When we say that our electricity supply in North America is 60 Hz, it means that the direction of the AC flow changes 60 times per second. Think of AC as a crankshaft in a sporty, fast race car. It has multiple cylinders pushing the crank shaft to move the car but the cylinders are not pushing the crankshaft at the same time. Together they propel the car and that movement feels like constant motion.  

Now think of DC as a hand drill. The drill brings constant motion, constant power, to whatever task it is doing.  

In the early days of electrification, DC and AC were both seen as valid ways to generate, transport, distribute and consume electricity. This takes us back to Edison and Westinghouse.  

Edison envisioned an electrical system based on DC electricity. Westinghouse was supporting the development of an AC system. The problem for them was that AC and DC systems are mutually exclusive—so one had to prevail and the other had to lose. This resulted in a bitter rivalry that went down in the annals of history.  

Eventually, AC became the dominant type of electricity because it was much easier to transport and distribute efficiently, from power plants, to substations, to homes and businesses.  

Fragments of Edison’s DC electrical system remained in New York City well into the 20th century, serving for example old buildings that had DC elevators or the subway system, whose trains were also running on DC. The last DC service customer in Manhattan, a building on 40th Street, was disconnected as late as 2007.  

Interestingly, DC transmission lines are making a comeback in certain applications. They are, for example, a common choice for the undersea cables that carry the electricity generated by offshore wind farms back to land. The reason that DC lines can connect to the AC network is that we now have power electronics that can convert electricity between DC and AC with minimal losses—power electronics hadn’t been invented in the 19th century, so Edison and Westinghouse didn’t have that option.

Interestingly, the rise of renewable energy from solar and wind resources is driving a regain of interest for DC electricity. There are several reasons for this.

The first reason is that DC tends to be a good choice for the undersea cables that carry the electricity generated by offshore wind farms back to land. These DC connections are sometimes known as HVDC lines, as in High Voltage DC lines.  

Another reason is the fact that PV panels can only produce DC electricity.

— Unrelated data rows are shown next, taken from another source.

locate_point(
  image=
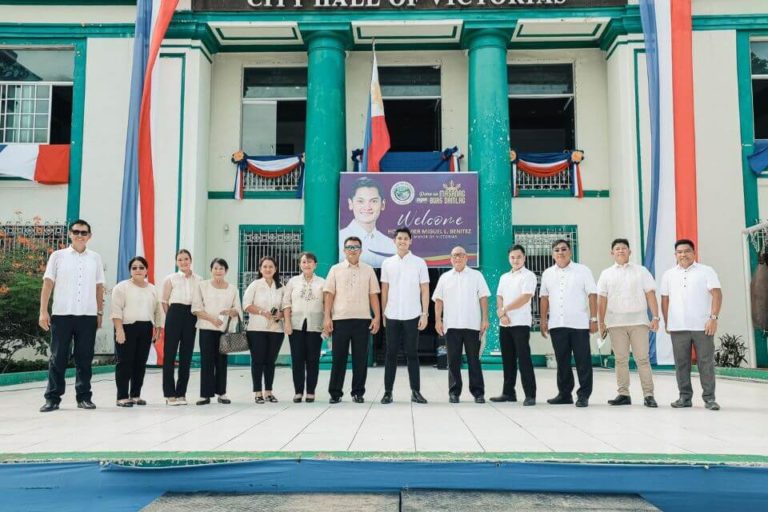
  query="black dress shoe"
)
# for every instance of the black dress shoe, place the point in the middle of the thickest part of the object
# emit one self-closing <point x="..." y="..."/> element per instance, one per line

The third reason is the result of the increased use of utility scale battery energy storage systems, which are often built along with PV panels to help mitigate their variability, and, like PV panels, can only produce DC electricity. All of these DC elements are connected to the broader electrical network, which has AC electricity, using power electronics that can convert electricity between DC and AC with minimal losses.

Power electronics hadn’t been invented in the 19th century, and unfortunately for Edison and Westinghouse, that option wasn’t available for them to reconcile.